Currently the measure applies only to those jailed for more than a year. In an interview with the Daily Mail, the Justice Secretary said it was a personal priority to ‘make sure victims have confidence in the system’.
Justice Secretary Brandon Lewis is to expand the electronic tagging scheme to cover thousands of burglars, robbers and thieves serving short sentences
Mr Lewis said: ‘One of the things we can do on that is to be a bit tougher on criminals.
‘We know that reoffending rates are high, particularly for people who have not gone into active employment, and having people with tags means we’ve got more control and understanding and can monitor what they’re doing, where they are.
‘We can see if somebody was in the vicinity of a crime if that happens again.
‘This isn’t instead of prison, this is on top of it – we’re being tougher with people who have committed an offence, but you know, people who burgle and steal are the scourge of their communities.’
The extension of tagging has been trialled in 19 police force areas and is credited with a 45 per cent drop in reoffending. The Ministry of Justice said the move was initially expected to lead to the tagging of an extra 2,000 criminals a year, but Mr Lewis said that he eventually wanted to see ‘many thousand more’ offenders to be monitored.

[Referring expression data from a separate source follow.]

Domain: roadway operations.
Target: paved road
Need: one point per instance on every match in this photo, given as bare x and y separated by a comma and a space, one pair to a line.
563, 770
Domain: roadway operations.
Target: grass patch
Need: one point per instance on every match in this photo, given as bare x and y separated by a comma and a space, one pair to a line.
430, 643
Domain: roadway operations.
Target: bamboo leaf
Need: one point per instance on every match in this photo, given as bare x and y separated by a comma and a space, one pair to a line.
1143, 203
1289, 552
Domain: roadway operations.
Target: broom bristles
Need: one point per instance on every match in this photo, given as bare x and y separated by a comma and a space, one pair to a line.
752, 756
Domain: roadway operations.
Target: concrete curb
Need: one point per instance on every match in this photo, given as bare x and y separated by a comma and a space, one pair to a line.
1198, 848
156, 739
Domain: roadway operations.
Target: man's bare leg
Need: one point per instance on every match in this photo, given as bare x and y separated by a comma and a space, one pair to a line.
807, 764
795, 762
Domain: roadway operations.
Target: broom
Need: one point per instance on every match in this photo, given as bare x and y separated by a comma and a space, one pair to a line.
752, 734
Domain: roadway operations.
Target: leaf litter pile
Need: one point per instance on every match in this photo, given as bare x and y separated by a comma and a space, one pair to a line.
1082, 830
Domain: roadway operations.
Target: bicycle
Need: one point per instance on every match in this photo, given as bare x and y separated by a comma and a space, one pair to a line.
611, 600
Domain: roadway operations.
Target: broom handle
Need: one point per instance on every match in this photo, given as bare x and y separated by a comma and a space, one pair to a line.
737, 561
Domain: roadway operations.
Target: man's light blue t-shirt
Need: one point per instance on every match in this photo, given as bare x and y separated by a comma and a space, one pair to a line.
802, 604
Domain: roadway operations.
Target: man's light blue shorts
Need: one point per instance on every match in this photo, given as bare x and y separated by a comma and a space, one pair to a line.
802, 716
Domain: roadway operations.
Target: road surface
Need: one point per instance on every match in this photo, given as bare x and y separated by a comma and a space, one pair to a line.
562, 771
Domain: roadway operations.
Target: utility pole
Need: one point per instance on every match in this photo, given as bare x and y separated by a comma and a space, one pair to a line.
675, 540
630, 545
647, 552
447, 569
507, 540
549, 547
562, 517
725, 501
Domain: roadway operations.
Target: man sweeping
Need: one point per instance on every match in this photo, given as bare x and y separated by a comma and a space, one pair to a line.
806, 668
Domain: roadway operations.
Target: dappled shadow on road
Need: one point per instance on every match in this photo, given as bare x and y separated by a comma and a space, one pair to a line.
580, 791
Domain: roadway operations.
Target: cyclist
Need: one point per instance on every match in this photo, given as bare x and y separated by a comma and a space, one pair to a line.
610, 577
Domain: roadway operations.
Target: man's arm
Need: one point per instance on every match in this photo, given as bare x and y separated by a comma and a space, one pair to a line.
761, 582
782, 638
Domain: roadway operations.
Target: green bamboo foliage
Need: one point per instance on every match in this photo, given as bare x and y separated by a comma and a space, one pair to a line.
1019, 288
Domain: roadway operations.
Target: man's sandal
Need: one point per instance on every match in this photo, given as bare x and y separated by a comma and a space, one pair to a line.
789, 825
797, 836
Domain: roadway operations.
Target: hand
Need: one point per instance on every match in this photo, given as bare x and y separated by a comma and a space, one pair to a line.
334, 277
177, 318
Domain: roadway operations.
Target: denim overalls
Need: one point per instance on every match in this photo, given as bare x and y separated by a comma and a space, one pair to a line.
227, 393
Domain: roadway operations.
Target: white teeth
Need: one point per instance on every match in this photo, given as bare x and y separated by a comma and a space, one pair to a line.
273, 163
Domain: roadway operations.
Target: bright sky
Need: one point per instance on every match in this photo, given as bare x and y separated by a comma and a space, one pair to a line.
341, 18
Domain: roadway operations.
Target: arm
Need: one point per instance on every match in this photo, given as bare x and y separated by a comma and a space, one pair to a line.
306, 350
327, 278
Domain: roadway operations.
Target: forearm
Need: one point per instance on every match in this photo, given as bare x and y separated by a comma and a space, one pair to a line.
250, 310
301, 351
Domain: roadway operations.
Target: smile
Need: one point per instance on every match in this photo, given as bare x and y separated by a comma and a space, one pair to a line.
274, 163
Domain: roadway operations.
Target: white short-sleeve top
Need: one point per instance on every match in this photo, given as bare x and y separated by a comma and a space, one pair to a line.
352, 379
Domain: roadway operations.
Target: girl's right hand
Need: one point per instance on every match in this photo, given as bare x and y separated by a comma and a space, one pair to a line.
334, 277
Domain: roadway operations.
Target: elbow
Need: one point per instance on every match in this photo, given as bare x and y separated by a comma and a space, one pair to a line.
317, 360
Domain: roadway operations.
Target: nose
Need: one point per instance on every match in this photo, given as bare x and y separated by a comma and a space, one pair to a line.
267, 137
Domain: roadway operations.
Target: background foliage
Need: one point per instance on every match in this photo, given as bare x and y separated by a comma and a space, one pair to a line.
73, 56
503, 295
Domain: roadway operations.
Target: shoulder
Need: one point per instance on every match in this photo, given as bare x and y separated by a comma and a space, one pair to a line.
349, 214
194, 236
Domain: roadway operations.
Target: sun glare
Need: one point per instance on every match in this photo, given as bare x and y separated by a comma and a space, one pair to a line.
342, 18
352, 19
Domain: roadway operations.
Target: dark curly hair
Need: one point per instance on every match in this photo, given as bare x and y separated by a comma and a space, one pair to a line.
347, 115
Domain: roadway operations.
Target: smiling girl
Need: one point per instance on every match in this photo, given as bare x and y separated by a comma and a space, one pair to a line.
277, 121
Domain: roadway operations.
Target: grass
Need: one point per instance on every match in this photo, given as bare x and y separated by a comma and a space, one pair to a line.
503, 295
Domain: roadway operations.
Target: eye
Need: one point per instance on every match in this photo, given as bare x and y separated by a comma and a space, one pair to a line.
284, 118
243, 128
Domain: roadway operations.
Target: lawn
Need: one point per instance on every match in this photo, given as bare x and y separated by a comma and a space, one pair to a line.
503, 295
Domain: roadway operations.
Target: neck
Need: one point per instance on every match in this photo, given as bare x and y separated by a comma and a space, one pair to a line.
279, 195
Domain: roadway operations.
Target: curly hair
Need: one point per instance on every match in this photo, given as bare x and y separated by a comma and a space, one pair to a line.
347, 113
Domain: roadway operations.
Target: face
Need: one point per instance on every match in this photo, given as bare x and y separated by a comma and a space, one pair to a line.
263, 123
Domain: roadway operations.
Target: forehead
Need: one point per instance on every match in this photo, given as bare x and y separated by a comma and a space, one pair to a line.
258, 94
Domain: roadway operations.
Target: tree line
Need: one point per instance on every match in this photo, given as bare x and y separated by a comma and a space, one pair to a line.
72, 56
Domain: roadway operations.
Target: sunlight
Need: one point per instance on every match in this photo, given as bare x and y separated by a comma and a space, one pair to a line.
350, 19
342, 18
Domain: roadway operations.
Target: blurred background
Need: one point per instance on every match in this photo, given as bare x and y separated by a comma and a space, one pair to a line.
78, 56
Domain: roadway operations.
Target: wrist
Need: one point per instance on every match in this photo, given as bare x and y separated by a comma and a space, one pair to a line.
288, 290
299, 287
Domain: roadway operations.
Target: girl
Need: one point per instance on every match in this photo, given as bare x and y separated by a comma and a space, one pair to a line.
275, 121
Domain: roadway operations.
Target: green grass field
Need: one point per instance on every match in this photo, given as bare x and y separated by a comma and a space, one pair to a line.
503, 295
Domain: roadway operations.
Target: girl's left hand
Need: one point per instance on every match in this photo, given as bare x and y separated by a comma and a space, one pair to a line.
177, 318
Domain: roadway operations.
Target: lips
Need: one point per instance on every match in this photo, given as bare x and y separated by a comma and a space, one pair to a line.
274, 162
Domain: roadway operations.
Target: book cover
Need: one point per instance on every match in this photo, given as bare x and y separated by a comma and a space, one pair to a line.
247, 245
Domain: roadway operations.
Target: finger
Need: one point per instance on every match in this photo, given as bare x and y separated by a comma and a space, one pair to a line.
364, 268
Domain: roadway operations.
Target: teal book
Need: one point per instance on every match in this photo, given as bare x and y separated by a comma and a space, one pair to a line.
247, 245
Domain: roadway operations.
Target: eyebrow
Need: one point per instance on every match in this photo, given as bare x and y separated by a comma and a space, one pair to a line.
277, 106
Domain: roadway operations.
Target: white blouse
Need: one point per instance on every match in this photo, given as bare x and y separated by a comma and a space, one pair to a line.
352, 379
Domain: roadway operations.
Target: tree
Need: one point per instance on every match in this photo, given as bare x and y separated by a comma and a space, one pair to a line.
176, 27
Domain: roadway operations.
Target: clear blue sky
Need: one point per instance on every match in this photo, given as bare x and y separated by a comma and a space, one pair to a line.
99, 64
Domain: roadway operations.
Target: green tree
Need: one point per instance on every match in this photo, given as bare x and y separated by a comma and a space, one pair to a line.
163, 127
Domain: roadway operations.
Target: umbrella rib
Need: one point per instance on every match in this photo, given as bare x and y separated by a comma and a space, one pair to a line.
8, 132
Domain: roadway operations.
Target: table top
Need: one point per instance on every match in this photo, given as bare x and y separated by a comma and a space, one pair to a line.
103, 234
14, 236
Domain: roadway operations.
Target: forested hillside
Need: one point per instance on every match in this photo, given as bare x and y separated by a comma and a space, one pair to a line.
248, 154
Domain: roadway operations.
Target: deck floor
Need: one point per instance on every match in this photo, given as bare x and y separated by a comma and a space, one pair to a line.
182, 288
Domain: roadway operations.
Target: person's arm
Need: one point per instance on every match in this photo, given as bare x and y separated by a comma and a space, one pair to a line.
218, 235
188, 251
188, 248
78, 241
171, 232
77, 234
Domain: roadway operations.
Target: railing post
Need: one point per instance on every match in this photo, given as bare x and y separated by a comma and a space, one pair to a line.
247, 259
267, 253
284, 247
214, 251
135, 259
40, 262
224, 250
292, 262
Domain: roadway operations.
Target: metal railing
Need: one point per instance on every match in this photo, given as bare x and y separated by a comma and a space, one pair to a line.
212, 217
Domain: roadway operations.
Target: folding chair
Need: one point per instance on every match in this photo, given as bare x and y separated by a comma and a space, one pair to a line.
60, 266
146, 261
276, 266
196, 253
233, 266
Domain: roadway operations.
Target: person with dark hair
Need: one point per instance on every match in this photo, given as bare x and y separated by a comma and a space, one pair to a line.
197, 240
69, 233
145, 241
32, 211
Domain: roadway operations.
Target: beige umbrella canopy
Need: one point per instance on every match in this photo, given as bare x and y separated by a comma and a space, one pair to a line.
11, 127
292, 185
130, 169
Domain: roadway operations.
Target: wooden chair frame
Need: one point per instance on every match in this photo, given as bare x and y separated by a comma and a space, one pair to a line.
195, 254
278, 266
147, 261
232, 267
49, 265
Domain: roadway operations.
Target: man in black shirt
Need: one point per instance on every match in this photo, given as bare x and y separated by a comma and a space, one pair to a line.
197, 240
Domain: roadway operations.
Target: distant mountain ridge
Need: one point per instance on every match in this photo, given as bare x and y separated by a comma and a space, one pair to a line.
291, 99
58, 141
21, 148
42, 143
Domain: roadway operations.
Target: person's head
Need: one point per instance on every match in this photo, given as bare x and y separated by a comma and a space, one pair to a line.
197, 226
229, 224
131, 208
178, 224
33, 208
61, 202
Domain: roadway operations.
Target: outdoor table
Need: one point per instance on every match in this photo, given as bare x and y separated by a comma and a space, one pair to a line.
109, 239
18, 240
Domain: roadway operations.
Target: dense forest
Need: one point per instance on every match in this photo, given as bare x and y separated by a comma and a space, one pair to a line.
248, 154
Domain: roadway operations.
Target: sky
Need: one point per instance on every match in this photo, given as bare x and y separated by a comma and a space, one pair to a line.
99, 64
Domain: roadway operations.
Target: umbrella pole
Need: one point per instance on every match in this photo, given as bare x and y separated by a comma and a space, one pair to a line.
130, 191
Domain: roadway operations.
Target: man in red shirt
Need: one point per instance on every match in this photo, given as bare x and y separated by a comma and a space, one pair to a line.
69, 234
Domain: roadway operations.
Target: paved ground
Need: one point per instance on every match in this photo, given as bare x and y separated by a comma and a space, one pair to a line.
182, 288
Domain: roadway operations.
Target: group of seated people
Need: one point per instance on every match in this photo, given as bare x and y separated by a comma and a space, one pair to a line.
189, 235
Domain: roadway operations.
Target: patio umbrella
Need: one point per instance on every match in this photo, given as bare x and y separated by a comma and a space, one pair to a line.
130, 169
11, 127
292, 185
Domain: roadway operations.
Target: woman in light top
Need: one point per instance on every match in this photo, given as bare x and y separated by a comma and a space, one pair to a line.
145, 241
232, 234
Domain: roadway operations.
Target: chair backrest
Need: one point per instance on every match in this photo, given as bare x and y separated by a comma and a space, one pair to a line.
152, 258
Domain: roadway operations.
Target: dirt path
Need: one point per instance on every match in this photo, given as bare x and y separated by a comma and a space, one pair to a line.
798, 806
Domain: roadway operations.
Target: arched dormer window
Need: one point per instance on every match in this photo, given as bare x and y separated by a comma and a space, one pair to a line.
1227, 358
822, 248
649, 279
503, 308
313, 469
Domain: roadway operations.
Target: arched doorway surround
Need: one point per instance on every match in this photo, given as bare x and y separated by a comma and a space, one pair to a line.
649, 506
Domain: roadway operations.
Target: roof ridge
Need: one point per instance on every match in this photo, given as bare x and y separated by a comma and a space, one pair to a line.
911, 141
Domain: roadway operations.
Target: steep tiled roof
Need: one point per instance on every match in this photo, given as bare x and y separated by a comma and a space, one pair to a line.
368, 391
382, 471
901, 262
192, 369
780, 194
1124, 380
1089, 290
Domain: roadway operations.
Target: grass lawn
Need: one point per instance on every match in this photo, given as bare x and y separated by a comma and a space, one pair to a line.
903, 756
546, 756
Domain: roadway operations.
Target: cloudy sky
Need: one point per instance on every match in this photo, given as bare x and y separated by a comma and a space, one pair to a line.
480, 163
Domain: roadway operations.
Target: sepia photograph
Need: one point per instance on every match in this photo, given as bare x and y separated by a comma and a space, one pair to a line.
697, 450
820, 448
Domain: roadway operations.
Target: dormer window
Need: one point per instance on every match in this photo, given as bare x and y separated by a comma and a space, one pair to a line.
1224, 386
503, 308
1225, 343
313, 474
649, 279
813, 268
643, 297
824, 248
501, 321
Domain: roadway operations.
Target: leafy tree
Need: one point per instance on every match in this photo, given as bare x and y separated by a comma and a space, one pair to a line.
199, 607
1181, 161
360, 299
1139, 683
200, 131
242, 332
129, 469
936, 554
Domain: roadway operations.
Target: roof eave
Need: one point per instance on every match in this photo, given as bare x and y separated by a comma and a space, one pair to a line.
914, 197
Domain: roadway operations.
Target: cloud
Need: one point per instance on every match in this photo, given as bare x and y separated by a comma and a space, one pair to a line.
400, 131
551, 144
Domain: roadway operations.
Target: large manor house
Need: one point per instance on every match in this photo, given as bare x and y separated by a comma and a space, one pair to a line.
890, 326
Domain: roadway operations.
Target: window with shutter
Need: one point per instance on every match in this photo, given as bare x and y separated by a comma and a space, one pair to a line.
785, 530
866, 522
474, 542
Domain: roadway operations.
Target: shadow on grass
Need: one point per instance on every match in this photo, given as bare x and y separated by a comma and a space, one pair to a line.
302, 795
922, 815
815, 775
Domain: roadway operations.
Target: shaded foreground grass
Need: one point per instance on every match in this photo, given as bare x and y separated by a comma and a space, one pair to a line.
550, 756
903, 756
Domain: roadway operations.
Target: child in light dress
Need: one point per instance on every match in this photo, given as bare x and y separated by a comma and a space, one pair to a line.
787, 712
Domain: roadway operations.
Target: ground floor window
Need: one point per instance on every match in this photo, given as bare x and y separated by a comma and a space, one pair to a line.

A source said that theft and burglary have some of the highest reoffending rates, with 45 per cent of those convicted going on to commit another crime within a year, compared with an average of 21 per cent for other offences.
Electronic tags, typically worn on the ankle, allow an offender’s location to be monitored 24 hours a day by GPS satellite
Electronic tags, typically worn on the ankle, allow an offender’s location to be monitored 24 hours a day by GPS satellite.
Mr Lewis said tagging was a ‘very big deterrent’ to those who might otherwise be inclined to commit more crimes. ‘If anything happens in any area where they’ve been then we’re going to know about it,’ he said.
He added: ‘There’s no argument and no alibi if the GPS shows you were in that place at that time, you’re bang to rights.’
Ministers have come under mounting pressure to prioritise burglary, where the proportion of offences ending in a charge has fallen to barely 5 per cent.
Mr Lewis acknowledged the need for further action, and said Home Secretary Suella Braverman was ‘very focused’ on ensuring the police treat burglary as a greater priority.
And he suggested that forces would get less criticism over woke controversies such as officers dancing at gay pride events, if they ensured that they were dealing with ‘core issues’ such as burglary and theft.
‘This is something the Home Secretary is very, very focused on,’ he said. ‘She wants to ensure that the public have got confidence that police are focused on the crimes that are affecting communities.
‘Over the last few months, members of the public have been commenting on some of what police get up to in terms of some of the stuff around the parades. People don’t mind that… if they’re also dealing with the core issues.’
He added: ‘People need to know the first key aim and focus of the police is dealing with crime and playing their part making people’s communities safe. Burglary is a good example of that.’